NEW DELHI -- Car sales in India's once-booming passenger market plunged nearly 26% in February, the biggest dive in 12 years, industry figures showed Monday, as a sharply slowing economy discouraged buyers.
Analysts said the slide was far worse than expected and the Society of Indian Automobile Manufacturers (SIAM) said car sales were headed for their first full-year fall in a decade after initially projecting growth of 10% to 12%.
"Discretionary spending on cars has pretty well come to a stop with the economy slowing -- if people don't need a car, they are holding back," said SIAM deputy director general Sugato Sen.
Passenger car sales, seen as an important guide to overall economic vitality, tumbled by 25.7% to 158,513 units in February from the same month in 2012, industry body SIAM reported.
Annual figures are expected to shrink for the first time since 2002-03 with sales down by 4.7% from April to February, SIAM said.
"The weak economy, high inflation and high finance costs mean people at the bottom of the pyramid who buy smaller cars, which are the biggest part of the market, are not buying," said Sen.
Passenger car sales grew by 20% to 30% annually in the decade until 2010-11, prompting foreign automakers to invest in India to boost sales globally.
But the weakening economy and high interest rates to combat high inflation have weighed on demand. The economy is forecast to grow by just five percent this year, its weakest rate in a decade.
The fall in passenger car sales was the biggest since a 40 percent slide in December 2000, SIAM said, and came as sales in China, the world's largest car market, have been seen gaining traction.
"These (February) numbers are bad -- much worse than we expected," said Mahantesh Sabarad, analyst at Mumbai's Fortune Equity Brokers.
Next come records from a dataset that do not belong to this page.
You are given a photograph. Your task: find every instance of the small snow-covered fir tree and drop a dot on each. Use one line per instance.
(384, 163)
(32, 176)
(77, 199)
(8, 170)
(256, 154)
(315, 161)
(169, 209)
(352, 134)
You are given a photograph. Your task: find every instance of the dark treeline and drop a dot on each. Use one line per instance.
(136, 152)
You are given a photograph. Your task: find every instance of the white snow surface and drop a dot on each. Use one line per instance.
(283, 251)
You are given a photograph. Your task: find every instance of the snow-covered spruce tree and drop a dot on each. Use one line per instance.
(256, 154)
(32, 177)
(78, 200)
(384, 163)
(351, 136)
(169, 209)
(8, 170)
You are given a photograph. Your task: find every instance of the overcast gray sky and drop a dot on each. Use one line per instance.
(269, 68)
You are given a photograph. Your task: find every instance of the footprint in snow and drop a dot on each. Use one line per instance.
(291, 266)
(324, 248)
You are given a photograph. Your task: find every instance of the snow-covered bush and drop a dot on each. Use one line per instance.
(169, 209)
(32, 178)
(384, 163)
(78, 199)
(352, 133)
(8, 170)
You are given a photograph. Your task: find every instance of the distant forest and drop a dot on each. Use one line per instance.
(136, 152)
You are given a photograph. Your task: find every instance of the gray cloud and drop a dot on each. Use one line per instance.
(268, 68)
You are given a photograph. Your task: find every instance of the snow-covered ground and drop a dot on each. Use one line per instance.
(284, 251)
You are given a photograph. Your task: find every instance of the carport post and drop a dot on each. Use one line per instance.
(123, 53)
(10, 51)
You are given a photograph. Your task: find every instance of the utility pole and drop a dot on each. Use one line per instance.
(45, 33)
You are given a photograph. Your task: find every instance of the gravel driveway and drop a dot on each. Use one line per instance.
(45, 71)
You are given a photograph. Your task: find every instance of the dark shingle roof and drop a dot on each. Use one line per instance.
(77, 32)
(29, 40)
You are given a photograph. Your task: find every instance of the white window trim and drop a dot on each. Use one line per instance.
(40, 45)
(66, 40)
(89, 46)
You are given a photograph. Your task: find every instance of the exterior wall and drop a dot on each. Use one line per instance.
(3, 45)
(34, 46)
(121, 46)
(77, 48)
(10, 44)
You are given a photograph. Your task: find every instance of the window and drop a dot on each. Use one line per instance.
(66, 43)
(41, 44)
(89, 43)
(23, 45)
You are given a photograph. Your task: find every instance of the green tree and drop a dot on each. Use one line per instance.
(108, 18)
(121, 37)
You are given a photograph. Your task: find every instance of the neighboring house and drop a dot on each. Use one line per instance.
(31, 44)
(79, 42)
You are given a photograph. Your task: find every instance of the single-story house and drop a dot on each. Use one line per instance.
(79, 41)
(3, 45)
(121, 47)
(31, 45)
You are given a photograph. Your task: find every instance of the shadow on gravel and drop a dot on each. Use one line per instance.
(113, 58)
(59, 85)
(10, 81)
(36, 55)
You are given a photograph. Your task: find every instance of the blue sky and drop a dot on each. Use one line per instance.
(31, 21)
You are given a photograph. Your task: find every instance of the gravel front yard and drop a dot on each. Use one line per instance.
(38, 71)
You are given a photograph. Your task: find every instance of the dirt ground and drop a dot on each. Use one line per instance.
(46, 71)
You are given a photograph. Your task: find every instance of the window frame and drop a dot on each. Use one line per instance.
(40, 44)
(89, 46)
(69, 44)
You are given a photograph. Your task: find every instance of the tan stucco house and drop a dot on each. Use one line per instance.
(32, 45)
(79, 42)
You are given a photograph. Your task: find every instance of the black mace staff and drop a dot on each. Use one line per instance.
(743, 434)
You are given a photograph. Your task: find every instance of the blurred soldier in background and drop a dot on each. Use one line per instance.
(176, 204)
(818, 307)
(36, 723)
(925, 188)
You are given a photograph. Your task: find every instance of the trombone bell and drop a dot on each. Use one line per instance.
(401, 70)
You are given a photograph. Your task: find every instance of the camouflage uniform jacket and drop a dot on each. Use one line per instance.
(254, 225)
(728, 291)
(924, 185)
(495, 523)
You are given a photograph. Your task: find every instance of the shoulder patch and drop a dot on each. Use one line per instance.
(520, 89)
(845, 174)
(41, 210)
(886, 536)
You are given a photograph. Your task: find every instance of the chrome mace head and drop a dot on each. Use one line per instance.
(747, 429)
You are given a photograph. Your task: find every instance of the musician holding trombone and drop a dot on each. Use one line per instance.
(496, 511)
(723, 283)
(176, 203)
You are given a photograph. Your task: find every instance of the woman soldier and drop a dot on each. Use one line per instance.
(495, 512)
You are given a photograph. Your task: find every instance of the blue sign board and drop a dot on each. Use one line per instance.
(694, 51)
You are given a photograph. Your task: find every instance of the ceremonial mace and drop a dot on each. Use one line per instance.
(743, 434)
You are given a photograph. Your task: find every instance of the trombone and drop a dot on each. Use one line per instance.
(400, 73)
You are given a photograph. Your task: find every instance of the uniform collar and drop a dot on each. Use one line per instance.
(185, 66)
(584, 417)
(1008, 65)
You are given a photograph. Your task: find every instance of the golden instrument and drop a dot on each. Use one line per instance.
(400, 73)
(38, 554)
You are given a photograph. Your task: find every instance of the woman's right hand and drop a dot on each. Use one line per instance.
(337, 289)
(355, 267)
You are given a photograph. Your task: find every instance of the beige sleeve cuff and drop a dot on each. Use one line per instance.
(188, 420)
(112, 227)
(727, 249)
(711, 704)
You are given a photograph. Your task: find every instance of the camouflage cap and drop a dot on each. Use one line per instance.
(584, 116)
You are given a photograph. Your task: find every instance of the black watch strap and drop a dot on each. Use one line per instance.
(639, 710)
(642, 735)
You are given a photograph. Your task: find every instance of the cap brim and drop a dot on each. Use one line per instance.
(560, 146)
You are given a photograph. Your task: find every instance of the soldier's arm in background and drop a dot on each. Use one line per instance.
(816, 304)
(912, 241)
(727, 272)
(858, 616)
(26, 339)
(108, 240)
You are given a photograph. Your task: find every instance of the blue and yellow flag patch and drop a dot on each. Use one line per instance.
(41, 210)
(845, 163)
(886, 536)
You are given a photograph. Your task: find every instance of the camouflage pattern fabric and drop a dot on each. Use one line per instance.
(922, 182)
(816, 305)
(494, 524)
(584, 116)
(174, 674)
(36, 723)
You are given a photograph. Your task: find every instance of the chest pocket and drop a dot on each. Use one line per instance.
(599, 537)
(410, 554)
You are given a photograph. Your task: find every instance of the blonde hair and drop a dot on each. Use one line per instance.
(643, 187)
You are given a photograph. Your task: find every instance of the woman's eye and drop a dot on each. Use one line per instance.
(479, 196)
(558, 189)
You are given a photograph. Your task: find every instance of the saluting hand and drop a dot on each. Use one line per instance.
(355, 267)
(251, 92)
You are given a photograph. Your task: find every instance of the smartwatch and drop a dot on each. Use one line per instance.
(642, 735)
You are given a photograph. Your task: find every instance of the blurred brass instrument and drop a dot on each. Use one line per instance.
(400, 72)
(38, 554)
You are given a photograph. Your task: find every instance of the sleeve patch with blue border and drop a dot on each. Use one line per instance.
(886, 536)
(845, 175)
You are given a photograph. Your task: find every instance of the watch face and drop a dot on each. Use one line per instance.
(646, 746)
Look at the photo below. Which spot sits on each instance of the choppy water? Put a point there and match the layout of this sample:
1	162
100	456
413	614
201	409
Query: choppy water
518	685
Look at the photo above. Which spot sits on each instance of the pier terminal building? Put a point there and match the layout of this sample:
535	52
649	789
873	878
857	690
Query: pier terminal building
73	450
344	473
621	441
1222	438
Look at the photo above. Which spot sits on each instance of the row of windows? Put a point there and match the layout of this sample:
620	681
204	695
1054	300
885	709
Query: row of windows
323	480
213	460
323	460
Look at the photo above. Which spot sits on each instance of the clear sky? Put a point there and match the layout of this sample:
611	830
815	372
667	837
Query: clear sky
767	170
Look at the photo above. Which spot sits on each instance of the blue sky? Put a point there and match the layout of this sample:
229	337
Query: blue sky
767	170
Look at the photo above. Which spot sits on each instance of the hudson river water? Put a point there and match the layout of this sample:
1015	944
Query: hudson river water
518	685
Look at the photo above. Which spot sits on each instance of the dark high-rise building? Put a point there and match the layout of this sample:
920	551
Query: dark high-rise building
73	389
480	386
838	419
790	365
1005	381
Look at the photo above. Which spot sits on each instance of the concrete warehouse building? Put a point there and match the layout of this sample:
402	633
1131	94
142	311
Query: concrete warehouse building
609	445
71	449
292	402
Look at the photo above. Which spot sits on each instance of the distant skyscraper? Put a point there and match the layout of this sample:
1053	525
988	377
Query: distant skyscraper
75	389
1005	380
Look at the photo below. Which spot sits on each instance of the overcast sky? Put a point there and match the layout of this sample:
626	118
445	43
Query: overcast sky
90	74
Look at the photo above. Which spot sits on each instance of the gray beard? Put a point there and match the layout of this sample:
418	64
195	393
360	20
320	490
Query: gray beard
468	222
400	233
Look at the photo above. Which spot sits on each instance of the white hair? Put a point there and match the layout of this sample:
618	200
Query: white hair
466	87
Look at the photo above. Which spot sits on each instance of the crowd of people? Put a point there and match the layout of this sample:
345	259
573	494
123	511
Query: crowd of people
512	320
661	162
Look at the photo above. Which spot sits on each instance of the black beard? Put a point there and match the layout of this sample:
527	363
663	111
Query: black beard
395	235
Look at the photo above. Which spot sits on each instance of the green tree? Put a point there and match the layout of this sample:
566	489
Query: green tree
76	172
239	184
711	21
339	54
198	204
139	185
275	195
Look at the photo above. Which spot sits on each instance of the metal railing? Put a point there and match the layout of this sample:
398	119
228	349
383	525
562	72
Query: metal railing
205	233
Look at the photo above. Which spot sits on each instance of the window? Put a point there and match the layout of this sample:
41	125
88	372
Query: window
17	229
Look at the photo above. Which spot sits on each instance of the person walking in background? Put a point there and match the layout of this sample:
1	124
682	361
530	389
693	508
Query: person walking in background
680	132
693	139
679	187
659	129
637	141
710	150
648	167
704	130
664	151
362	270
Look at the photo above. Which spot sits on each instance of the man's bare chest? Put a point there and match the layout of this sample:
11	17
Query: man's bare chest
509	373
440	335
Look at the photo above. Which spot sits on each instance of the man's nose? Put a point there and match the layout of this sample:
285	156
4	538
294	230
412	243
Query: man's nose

The sales slowdown in India, the sixth-largest passenger car market worldwide, could last many months and possibly until after the next general election, which must be held by May 2014, analysts said.
"We don't see anything on the horizon to lift sentiment. People are waiting for the economy to stabilise," Deepesh Rathore, India-based expert for research consultancy IHS Automotive told AFP.
Companies have been offering big discounts but have been unable to reverse the tailspin. Most firms posted sales falls in February but Tata Motors, which makes the world's cheapest car, the Nano, suffered most with sales down 70%.
Total bus and truck sales -- another important economic barometer -- slumped by 35% in India in February. Even sales of motorcycles -- the most popular form of personal transport -- fell 4%.
Longer term, analysts say there is still big potential in the Indian market where ownership levels remain low.